Interessanterweise wird in der „Amsterdam Agenda“ (Ergebnis der Konferenz „From Practice to Policy: Towards a European Media Culture“, Oktober 1997, Rotterdam und Amsterdam), die als Hintergrundinformation zur Linzer Medienkonferenz angegeben wurde, weniger auf staatliche Förderung Bezug genommen. In der Amsterdam Agenda wird ein gemeinsames Interesse von Medienkultur und Politik vorausgesetzt, da Medienkultur kritische Diskussionen über die gesellschaftlichen und politischen Konsequenzen des technologischen Wandels fördert. Hier wird mehr auf die nicht unproblematischen Wechselbeziehungen zwischen Medienkultur und Industrie eingegangen, wobei festgestellt wird: „Medienkultur ist am produktivsten, wenn sie an der Schnittstelle zwischen Kunst und Industrie arbeiten kann, ohne in einem der beiden Feldern voll integriert zu werden.“ Doch wenn es in erster Linie um Fragen der relativen Positionierung geht – wer mit wem und wer gegen alle – bleibt wenig Raum für Differenzierung innerhalb der so abgegrenzten Gruppierungen. Was heißt hier „wir“? Diese Frage ist sehr wohl mehrmals bei der Linzer Medienkonferenz aufgetaucht, aber auch schnell wieder beiseite geschoben worden: Diese Frage können „wir“ uns in der jetztigen Situation nicht leisten; „wir“ müssen zusammenhalten, um politische Forderungen durchsetzen zu können. Doch Hinweise auf die Dringlichkeit gerade dieser Frage tauchten ebenfalls immer wieder auf, besonders wenn es um relativ konkrete Finanzierungsvorschläge ging. Solange es nämlich unklar ist, wer mit „wir“ gemeint ist, besteht die – erfahrungsgemäß realistische – Gefahr, daß verschiedene Gruppen innerhalb der Medienkulturszene gegeneinander ausgespielt werden können, z.B. Förderungen für Netzkultur auf Kosten der alternativen Zeitschriften, Unterstüztung für etablierte, prestigeträchtige Organisationen auf Kosten kleinerer Initiativen usw.
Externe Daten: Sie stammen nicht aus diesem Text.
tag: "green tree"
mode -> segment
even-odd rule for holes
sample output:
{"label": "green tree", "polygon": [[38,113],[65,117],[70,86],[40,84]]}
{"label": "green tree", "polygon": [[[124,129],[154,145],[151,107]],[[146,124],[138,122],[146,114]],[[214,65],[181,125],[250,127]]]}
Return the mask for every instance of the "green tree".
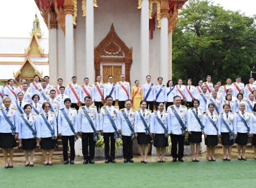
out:
{"label": "green tree", "polygon": [[227,11],[212,1],[189,0],[172,35],[173,78],[197,83],[207,75],[247,83],[256,64],[256,17]]}

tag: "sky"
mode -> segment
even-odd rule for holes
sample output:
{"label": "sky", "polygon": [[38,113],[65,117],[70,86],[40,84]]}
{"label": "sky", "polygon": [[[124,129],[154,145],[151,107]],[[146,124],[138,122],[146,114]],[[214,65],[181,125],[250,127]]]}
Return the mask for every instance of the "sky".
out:
{"label": "sky", "polygon": [[[0,37],[29,38],[36,13],[40,22],[42,37],[49,37],[47,27],[34,0],[0,1]],[[241,10],[247,16],[256,14],[255,9],[256,0],[214,0],[214,1],[216,4],[219,3],[224,7],[225,9]]]}

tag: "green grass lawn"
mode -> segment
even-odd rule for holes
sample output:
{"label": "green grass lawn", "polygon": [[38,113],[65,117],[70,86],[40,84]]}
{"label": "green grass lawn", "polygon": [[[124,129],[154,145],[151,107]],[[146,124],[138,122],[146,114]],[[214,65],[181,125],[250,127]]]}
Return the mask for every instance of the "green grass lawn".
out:
{"label": "green grass lawn", "polygon": [[255,187],[256,160],[0,168],[0,187]]}

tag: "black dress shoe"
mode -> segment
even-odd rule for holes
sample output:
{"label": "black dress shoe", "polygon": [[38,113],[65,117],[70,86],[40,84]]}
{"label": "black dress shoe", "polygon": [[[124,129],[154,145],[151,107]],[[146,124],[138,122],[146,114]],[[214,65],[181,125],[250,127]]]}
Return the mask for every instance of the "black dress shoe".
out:
{"label": "black dress shoe", "polygon": [[[179,158],[179,161],[181,161],[181,162],[184,162],[184,160],[183,160],[183,158]],[[195,160],[195,161],[197,161],[196,160]]]}
{"label": "black dress shoe", "polygon": [[94,160],[93,159],[89,159],[89,162],[91,164],[94,164]]}

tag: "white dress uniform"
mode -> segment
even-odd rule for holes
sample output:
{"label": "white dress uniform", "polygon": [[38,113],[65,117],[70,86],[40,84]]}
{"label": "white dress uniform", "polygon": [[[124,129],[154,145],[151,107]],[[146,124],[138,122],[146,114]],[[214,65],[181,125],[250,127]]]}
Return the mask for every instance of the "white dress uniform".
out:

Ein undifferenziertes „Wir“-Denken führt zum voreiligen Schluß, daß „wir“ „die Guten“ sind. Eine permanent oppositionelle Haltung ist allerdings kein Garant für Authentizität und hehre demokratische Absichten, sondern ermöglicht es, daß Eigeninteressen mit Aufrufe zur Solidarität leichter verschleiert werden können. Wenn von der Politik Meinungsvielfalt und Konfliktfähigkeit gefordert werden, dürfen diese in der Medienkulturszene ebenfalls nicht fehlen.

In der Präambel zur Linzer Erklärung heißt es: „Diese Konferenz ist der Beginn einer weiterführenden Kooperation und Diskussion.“ Ein Anfangspunkt wurde also gesetzt, jetzt wird es wichtig sein, einen Weg einzuschlagen, der auch weiterführen kann.